—¿Jugamos al póquer? —preguntó T.J.
—Claro, pero he dejado las cartas bajo el cocotero.
—Iré por ellas —se ofreció.
—Tranquilo, tengo que ir al baño. Las cogeré al volver.
Detestaba acercarme al bosque cuando se hacía de noche, y quedaban cerca de dos minutos para la puesta de sol.
Acababa de coger la baraja cuando ocurrió. No lo vi venir, aunque debió de caer en picado desde el cielo. El murciélago chocó contra mi cabeza y casi me hizo perder el equilibrio. Tardé unos instantes en averiguar qué me había golpeado, y entonces empecé a chillar, presa del pánico e intentando quitármelo de encima a manotazos.
T.J. vino corriendo.
—¿Qué pasa?
En ese momento el murciélago me mordió la mano. Chillé con más fuerza.
—¡Tengo un murciélago enredado en el pelo! —grité, notando un dolor punzante por toda la palma de la mano—. ¡Me ha mordido!
T.J. se fue corriendo. Yo sacudía la cabeza, tratando de librarme del murciélago. Cuando volvió, T.J. me hizo sentarme en el suelo y luego acostarme en la arena.
—No te muevas —ordenó, poniendo una mano sobre mi cabeza, y acabó con el bicho atravesándolo con el cuchillo—. Aguanta un poco. Voy a sacártelo del pelo.
—¿Está muerto? —pregunté.
—Pues claro.
Me quedé inmóvil. El corazón me latía desbocado y tenía ganas de gritar, pero me obligué a mantener la calma mientras T.J. sacaba el murciélago de mi pelo enmarañado.
—Ya está.
Apenas veíamos nada a la luz de la luna, poco más que una rendija en el cielo, por lo que T.J. fue hasta la hoguera y regresó con una antorcha. Se inclinó y alumbró al inerte murciélago.
Era un bicho repugnante, color ratón y con grandes alas negras, orejas puntiagudas y dientes afilados. Tenía llagas en el cuerpo. El pelaje alrededor de la boca se veía mojado y pegajoso.
—Ven —dijo T.J.—. Necesitamos el botiquín de primeros auxilios.
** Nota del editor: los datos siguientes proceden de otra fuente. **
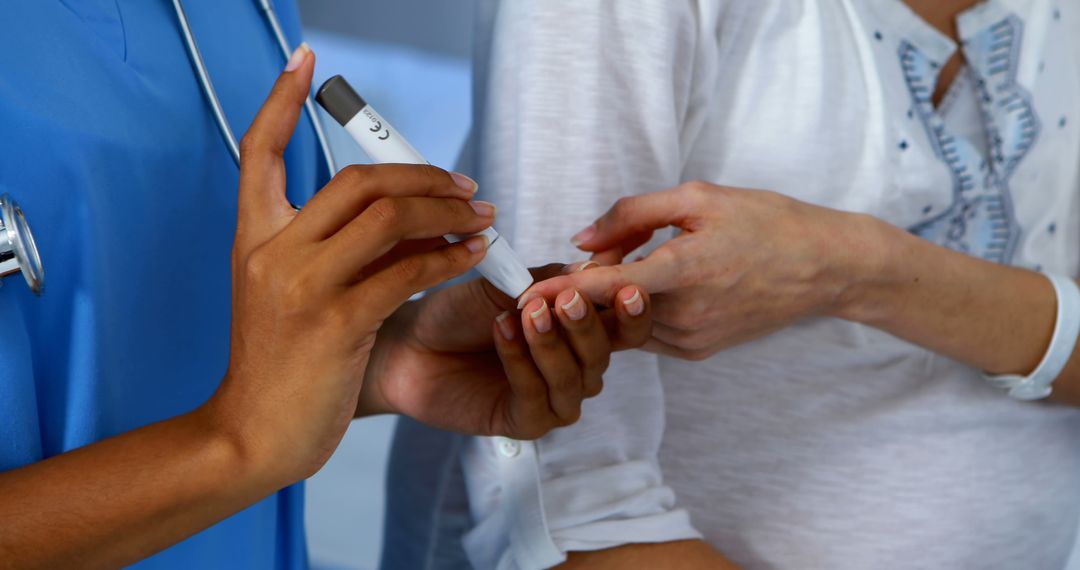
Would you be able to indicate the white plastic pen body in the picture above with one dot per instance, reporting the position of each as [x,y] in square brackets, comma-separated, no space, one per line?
[383,144]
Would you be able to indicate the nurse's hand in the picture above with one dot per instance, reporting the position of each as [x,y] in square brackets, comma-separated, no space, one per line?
[312,288]
[464,358]
[746,263]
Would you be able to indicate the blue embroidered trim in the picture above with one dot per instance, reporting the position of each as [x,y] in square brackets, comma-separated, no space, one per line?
[981,220]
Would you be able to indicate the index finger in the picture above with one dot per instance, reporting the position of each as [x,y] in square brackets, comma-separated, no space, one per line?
[655,274]
[261,166]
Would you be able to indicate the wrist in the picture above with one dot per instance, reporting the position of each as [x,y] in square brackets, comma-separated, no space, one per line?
[372,401]
[248,460]
[869,280]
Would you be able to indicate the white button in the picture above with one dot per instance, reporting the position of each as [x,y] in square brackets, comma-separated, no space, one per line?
[508,448]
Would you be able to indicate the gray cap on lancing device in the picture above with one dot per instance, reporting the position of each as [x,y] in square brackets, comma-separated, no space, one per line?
[339,99]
Volvimos al chamizo y nos sentamos junto al fuego.
—Dame la mano.
T.J. limpió la mordedura con toallitas impregnadas en alcohol, aplicó crema antibiótica y me puso una tirita. La herida latía, punzante.
—¿Te duele mucho?
—Sí —podía aguantar el dolor, pero me aterraba imaginar lo que podía estar incubando en mis venas.
T.J. debió de pensar lo mismo, porque antes de irnos a dormir hundió la hoja del cuchillo en el fuego y lo dejó allí toda la noche.